Innovation, Employment and Inequality
Dr. Tommaso Ciarli, UNU-MERIT
In the first half, we provide a comprehensive account of the local employment impact of firms’ investment in R&D in UK local labour markets. We focus on the composition effects across industries and employment types. We distinguish the impact of R&D across areas with different initial shares of workers in routinised occupations and industry shares. Drawing on two instrumenting strategies, our results consistently suggest that R&D change, on average, exerts a small negative effect on local employment, mainly through changes in its composition. Results differ significantly for local labour markets with different initial shares of workers in routinised occupations. Areas with below median shares of workers in routinised occupations experience a relative reduction in low educated employment in non tradeable services and self-employment. In areas with above median shares of workers in routinised occupations, low education employment also increase, in tandem with an increase in non tradeable services; all the positive employment change occurs in self-employment. We qualify the positive effect of R&D on self-employment in highly routinised areas and find no evidence to distinguish if it is driven by opportunities related to R&D investment or necessity.
In the second half, we estimate wage premium from firm R&D investment, and the between and within firm heterogeneity of the innovation rent-sharing. We analyse the distribution of innovation wage premia across individuals, as depending on workers’ characteristics, including the degree of routinisation and the level of remuneration of occupations, wage distribution and gender. Using matched employer-employee data on the manufacturing sector in the UK over 2009-2015, and a robust import competition instrument, we find a hourly wage elasticity of R&D expenditure that ranges between 0.24 to 0.41. Workers in less routinised and better paid occupations benefit from larger gains, while workers in highly routinised occupations gain less. We also find that, irrespectively of the position in the organisation and the occupational category, men gain twice as much as women from innovation premia. The results suggest that innovation does offer specific wage gains, but that R&D might further increase wage inequality and contribute to the gender pay gap. We offer support to the argument that innovation policy should be complemented by actions to mitigate its potential exclusionary effects.
About the speaker
Tommaso Ciarli main research interests are in the area of technological change, institutional change, and economic development. He has lead and co-lead several funded projects on: modelling economic growth and structural change (EC, British Academy, ESRC); modelling sustainable transitions (Rebuilding Macroeconomics); mapping the relation between science, technology and innovation trajectories, sustainable development and societal challenges (UKRI/GCRF, DFID, ESRC and NSF); estimating the impact of innovation on employment and inequality (ESRC, JRF, GLA, EC); studying the relation between inclusive innovation and structural change (IDRC); estimating the impact of violent conflict on economic activity (ESRC, CEPR and DFID).

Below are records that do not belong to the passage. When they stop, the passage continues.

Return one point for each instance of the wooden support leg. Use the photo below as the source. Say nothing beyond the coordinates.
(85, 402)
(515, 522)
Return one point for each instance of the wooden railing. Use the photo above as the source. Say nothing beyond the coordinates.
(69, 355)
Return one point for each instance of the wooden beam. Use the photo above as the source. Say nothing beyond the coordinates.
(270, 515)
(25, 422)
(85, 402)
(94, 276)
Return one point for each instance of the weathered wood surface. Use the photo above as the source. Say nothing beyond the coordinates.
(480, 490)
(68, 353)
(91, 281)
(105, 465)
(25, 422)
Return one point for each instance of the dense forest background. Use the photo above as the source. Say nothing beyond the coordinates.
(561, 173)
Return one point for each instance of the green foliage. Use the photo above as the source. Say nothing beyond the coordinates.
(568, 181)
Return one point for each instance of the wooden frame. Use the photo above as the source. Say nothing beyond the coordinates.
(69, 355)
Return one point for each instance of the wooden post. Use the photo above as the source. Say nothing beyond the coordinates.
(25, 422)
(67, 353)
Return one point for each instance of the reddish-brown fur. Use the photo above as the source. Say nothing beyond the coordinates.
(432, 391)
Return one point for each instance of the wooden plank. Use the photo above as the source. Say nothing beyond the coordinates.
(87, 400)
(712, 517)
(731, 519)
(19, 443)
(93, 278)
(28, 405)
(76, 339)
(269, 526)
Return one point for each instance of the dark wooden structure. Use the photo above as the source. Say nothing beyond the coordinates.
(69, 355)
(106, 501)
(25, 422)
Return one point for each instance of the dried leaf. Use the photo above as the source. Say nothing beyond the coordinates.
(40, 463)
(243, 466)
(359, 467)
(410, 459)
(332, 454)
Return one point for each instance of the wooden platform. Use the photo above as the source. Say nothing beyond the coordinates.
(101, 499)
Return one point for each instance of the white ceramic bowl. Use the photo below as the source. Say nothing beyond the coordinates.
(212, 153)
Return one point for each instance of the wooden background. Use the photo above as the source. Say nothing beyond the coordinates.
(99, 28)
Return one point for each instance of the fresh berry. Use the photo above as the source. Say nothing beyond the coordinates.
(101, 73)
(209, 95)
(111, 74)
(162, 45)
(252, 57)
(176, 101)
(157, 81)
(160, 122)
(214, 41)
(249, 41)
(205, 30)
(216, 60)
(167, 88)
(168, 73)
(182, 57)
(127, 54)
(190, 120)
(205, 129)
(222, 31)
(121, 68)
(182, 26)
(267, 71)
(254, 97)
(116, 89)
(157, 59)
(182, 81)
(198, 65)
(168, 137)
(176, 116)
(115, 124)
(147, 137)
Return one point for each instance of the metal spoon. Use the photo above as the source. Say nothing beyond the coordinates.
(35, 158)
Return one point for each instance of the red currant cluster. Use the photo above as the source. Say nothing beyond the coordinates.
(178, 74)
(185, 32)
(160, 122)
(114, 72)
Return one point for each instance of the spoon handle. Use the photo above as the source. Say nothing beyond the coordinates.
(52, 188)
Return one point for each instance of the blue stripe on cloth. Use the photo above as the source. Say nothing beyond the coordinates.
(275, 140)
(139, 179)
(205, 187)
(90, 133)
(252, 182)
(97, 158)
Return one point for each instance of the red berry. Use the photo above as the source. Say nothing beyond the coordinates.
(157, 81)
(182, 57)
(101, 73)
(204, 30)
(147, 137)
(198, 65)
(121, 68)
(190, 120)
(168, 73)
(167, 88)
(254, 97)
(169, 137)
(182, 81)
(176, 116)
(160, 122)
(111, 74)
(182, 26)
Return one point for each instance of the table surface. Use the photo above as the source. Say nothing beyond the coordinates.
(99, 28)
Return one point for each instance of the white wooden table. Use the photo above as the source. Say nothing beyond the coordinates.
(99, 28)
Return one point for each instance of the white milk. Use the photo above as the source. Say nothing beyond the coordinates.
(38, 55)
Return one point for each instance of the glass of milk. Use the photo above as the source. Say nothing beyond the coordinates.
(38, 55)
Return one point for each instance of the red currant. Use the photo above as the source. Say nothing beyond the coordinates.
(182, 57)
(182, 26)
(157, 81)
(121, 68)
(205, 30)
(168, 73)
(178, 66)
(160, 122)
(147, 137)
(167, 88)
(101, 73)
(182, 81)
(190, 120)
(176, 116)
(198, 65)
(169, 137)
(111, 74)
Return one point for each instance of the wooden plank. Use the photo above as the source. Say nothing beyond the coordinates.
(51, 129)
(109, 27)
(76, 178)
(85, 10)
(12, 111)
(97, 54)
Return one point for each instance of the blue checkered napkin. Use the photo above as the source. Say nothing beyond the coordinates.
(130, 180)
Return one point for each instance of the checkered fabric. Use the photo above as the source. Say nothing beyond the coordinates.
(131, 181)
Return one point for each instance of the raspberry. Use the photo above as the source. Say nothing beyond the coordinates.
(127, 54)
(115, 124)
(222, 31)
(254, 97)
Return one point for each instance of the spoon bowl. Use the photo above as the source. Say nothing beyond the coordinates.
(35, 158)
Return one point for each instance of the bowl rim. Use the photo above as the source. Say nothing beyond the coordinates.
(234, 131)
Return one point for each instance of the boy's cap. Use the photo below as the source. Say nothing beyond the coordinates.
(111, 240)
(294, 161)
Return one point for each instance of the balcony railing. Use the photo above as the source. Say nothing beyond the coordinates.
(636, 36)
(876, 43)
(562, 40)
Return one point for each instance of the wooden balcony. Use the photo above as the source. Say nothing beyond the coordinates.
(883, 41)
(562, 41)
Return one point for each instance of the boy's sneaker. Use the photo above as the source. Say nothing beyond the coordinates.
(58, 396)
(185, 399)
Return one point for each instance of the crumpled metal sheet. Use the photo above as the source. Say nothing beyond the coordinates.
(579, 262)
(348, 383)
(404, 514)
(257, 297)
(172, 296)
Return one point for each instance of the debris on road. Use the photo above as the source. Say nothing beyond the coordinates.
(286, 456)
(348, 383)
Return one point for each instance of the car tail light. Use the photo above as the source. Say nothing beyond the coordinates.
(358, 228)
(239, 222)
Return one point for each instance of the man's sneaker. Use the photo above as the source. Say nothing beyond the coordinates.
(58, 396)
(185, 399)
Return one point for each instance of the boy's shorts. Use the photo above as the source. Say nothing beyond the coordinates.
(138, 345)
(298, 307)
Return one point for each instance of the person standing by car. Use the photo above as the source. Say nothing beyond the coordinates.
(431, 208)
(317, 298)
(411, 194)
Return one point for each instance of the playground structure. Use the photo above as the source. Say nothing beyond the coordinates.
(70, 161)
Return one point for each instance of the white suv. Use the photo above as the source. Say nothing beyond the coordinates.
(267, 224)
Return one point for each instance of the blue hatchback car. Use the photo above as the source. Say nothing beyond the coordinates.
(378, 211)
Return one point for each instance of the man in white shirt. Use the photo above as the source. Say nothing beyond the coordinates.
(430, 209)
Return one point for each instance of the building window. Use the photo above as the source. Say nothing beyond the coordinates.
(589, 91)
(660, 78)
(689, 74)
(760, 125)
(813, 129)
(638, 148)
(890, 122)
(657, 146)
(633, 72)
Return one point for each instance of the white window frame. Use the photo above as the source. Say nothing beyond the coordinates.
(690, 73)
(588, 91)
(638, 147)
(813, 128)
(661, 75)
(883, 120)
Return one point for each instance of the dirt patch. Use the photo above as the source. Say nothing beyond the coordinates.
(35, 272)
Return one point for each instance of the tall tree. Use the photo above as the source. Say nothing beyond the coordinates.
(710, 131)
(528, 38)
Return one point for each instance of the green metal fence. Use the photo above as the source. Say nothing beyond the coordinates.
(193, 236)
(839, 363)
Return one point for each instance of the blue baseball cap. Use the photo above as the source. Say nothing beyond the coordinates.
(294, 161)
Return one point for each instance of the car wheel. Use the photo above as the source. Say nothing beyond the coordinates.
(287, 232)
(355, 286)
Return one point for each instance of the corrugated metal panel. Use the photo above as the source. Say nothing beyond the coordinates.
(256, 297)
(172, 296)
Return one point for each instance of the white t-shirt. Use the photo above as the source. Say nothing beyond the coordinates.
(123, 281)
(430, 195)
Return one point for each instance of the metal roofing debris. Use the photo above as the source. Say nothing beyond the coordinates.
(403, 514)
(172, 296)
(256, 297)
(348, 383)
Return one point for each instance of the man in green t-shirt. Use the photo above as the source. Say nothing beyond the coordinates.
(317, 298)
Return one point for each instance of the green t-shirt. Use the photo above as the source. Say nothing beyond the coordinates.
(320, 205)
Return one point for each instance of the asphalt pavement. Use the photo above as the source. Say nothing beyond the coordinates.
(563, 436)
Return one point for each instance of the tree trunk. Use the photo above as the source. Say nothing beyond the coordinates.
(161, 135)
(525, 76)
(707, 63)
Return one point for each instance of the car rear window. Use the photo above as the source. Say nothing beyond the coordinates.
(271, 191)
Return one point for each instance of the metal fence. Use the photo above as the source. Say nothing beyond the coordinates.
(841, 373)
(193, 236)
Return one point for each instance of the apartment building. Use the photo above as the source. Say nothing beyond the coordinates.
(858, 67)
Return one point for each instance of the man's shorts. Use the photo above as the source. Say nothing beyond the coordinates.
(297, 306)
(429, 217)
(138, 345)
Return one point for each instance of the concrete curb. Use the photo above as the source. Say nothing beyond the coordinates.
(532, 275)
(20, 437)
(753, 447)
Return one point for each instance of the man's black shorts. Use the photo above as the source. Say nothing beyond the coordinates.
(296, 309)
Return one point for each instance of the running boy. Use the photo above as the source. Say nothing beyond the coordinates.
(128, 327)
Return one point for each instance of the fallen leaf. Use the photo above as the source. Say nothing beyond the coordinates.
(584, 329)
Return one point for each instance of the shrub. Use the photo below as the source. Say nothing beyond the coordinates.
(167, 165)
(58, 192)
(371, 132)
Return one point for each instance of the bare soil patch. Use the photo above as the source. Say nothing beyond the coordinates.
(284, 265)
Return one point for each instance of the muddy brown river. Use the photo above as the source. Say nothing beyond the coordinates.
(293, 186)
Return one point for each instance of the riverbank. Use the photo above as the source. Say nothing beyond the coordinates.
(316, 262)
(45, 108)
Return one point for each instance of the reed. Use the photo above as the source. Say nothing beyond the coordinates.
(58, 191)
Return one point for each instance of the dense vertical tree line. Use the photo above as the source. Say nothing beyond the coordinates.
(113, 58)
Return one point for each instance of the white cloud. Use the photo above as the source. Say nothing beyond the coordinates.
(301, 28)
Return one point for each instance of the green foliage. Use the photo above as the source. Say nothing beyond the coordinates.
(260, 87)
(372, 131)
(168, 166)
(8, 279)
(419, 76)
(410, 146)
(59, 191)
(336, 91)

Beyond revising papers on the above proejcts, Tommaso is currently working on several funded projects on: Steering Research and Innovation for the Global Goals, STRINGS (GCRF/ESRC); Assessment of Science, Technology and Innovation Metrics in Africa (FCDO); Pathways to Inclusive Labour Markets, PILLARS (EC); Study on factors impeding the productivity of research and the prospects for open science (EC); Strengthening the Capacity of Africa’s Science Granting Councils in the Use of Evidence in Policy and Decision Making (IDRC).
He has served as advisor for governments (e.g. BEIS) and international organisations (e.g. ECLAC, UNIDO, UNDP, IDB).
He holds a PhD in Economics and Industrial Development from the University of Birmingham (UK) and the University of Ferrara (Italy), a Master in Development Economics (Sussex) and a degree in Quantitative Economics and Social Sciences (Bocconi). Before his PhD, Tommaso has worked for UNIDO and ECLAC.